Coming Lok Sabha polls could be world's most expensive: US think tank

Mamata rally supporter (File) A supporter at the opposition's United India rally in Kolkata | Salil Bera

The upcoming general elections in India will be the most expensive in Indian history and perhaps one of the most expensive ever held in any democratic country, a US-based expert has said.

The Election Commission of India is soon expected to announce its schedule for the polls to be held to elect 543 members of the Lok Sabha.

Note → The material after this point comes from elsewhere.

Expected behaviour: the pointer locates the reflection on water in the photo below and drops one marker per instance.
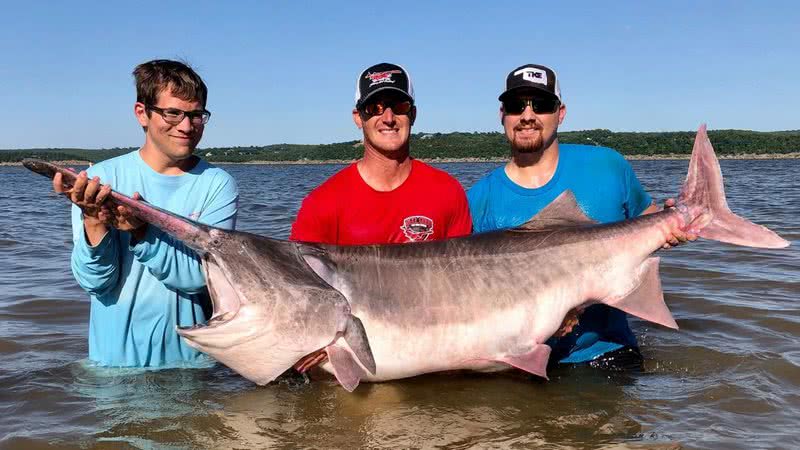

"The combined US presidential and congressional elections in 2016 cost $6.5 billion. If the 2014 Lok Sabha elections cost an estimated $5 billion, there is little doubt the 2019 election will easily surpass that, making India's elections the world's most expensive," Milan Vaishnav, senior fellow and director of the South Asia Program at the Carnegie Endowment for International Peace think tank, told PTI.

"The uncertainty associated with the coming election polls suggests a narrowing gap between the BJP and the opposition only provides more fodder for an arms race in spending," he said. Vaishnav has emerged as an authoritative voice on Indian elections, in particular the funding aspects of it, over the years.

"While the outcome of the next general election is up in the air, one attribute about it is already well known: it will be the most expensive general election in Indian history and perhaps one of the most expensive ever held in any democratic society," Vaishnav wrote in an op-ed for Carnegie Endowment for International Peace, a top American think tank.

Noting that the 2014 general elections cost $5 billion, Vaishnav said it was not inconceivable that overall expenditure will double again this year.

"The exorbitant cost of Indian elections has become a cardinal fact of the Indian political economy that is widely acknowledged and lamented including by politicians and their donors. But it is not simply the material outlays that grab one's attention; it is the manner in which the money flows," he said.

Vaishnav rued that in India there is virtually zero transparency when it comes to political contributions.

It is next to impossible to either identify who has donated money to a politician or party or to figure out from where a politician has obtained his or her campaign funds, Vaishnav said.

Very few donors are willing to disclose their political giving for fear of retribution should their preferred party not come to power, Vaishnav noted. The system of electoral bonds, brought in by the current government, has not helped either, he argued. The system lacks transparency, Vaishnav said.